In the third episode they feature one region that prides itself on using nearly no spices in their cooking. One guy prepares a chicken korma using very little, if any. He uses tons of onions, over one cup, ginger, garlic, though.


----------



## acerbicacid (Dec 3, 2013)

It was reading about the making of curries that made me buy a spice grinder and whole spices.   The differences  between different types of curry I found  amazing.   One of the better sites for Indian recipes I find is Mamta's - home cooking at it's best.

Mamta's Kitchen


----------



## taxlady (Dec 3, 2013)

Thanks for the link Roch. I just watched the whole episode and "subscribed" to it.

Those heavy duty blenders that they use to grind spices, etc. are called "mixies". They are more expensive in 110 volts than in the 220 volts used in India.


----------



## Janet H (Dec 3, 2013)

Blending spices in the pan makes every dish a little different.  A spice tiffin in on my Christmas list this year (love indian food)



This one: Spice Tiffin | indianasapplepie


----------



## Dawgluver (Dec 3, 2013)

Janet H said:


> Blending spices in the pan makes every dish a little different.  A spice tiffin in on my Christmas list this year (love indian food)
> 
> This one: Spice Tiffin | indianasapplepie



That is cool, Janet!

I will definitely have to check out your link, Rock.  I do remember reading somewhere that curry powder was British invention.


----------



## Mad Cook (Dec 3, 2013)

Rocklobster said:


> I have discovered this great BBC documentary series on you tube.

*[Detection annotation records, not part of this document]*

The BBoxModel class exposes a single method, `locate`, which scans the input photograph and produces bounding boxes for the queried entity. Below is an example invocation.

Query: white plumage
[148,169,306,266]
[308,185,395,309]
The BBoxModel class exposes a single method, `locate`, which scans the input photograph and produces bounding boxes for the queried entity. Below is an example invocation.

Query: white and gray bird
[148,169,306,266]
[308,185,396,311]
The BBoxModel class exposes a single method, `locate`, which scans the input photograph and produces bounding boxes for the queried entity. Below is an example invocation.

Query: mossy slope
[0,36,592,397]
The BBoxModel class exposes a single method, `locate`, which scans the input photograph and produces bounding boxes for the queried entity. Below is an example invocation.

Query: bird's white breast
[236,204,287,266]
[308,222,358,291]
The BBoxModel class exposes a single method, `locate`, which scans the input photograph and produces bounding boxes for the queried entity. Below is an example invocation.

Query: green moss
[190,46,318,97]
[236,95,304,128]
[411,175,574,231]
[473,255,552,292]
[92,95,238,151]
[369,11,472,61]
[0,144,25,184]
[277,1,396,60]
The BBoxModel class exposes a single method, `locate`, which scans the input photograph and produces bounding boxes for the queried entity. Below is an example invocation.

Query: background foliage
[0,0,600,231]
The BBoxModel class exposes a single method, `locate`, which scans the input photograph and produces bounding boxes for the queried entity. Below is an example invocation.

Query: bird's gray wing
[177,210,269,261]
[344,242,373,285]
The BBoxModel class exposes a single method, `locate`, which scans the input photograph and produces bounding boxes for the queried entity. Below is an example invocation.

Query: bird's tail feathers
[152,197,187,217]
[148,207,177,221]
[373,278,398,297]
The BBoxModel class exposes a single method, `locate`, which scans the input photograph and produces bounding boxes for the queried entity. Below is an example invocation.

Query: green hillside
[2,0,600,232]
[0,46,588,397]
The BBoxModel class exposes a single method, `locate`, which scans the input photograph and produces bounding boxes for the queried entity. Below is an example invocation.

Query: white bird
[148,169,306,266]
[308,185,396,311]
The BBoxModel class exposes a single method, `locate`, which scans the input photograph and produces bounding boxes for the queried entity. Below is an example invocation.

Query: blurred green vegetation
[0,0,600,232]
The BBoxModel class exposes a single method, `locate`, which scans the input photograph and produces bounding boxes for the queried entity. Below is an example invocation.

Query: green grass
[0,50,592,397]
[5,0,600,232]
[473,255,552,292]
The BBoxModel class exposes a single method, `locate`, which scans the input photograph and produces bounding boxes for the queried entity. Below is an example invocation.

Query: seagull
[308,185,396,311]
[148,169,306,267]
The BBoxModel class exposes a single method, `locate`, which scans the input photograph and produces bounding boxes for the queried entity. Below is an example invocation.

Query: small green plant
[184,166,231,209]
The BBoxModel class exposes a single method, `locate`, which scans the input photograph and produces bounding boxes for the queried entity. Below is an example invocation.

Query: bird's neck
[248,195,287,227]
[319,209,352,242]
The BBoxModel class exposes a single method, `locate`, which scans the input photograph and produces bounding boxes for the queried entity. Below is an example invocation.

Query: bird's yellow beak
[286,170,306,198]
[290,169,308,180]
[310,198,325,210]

It it called Rick Stien's India. There are at least 6 episodes of an hour each. I just finished the third one. Apparently, curry powder was invented by the British when they returned home. It was a one spice creation designed to simplify the cooking process to recreate the recipes from India. Most Indians regard it as a horrible abomination.
> 
> It is a great series. Watch if for a few minutes and it will have your mouth watering and you will be running to the kitchen to cook something, or Indian grocer to stock up on supplies. Rick Stein's India Episode 1 BBC full documentary 2013 Journey to india britian's love with curry - YouTube


Well, yes. When the Brits lived in India even lower level expats would have had several kitchen "wallahs" but when they left India they rarely had a houseful of servants in England to prepare their food and if they had a cook she wouldn't have the knowledge to prepare the individual spices for "curries" even if she could easily obtain them.

The trouble with prepared "curry powder" is that it is often used as a "one size fits all" mix whereas different recipes actually require different combinations of spices.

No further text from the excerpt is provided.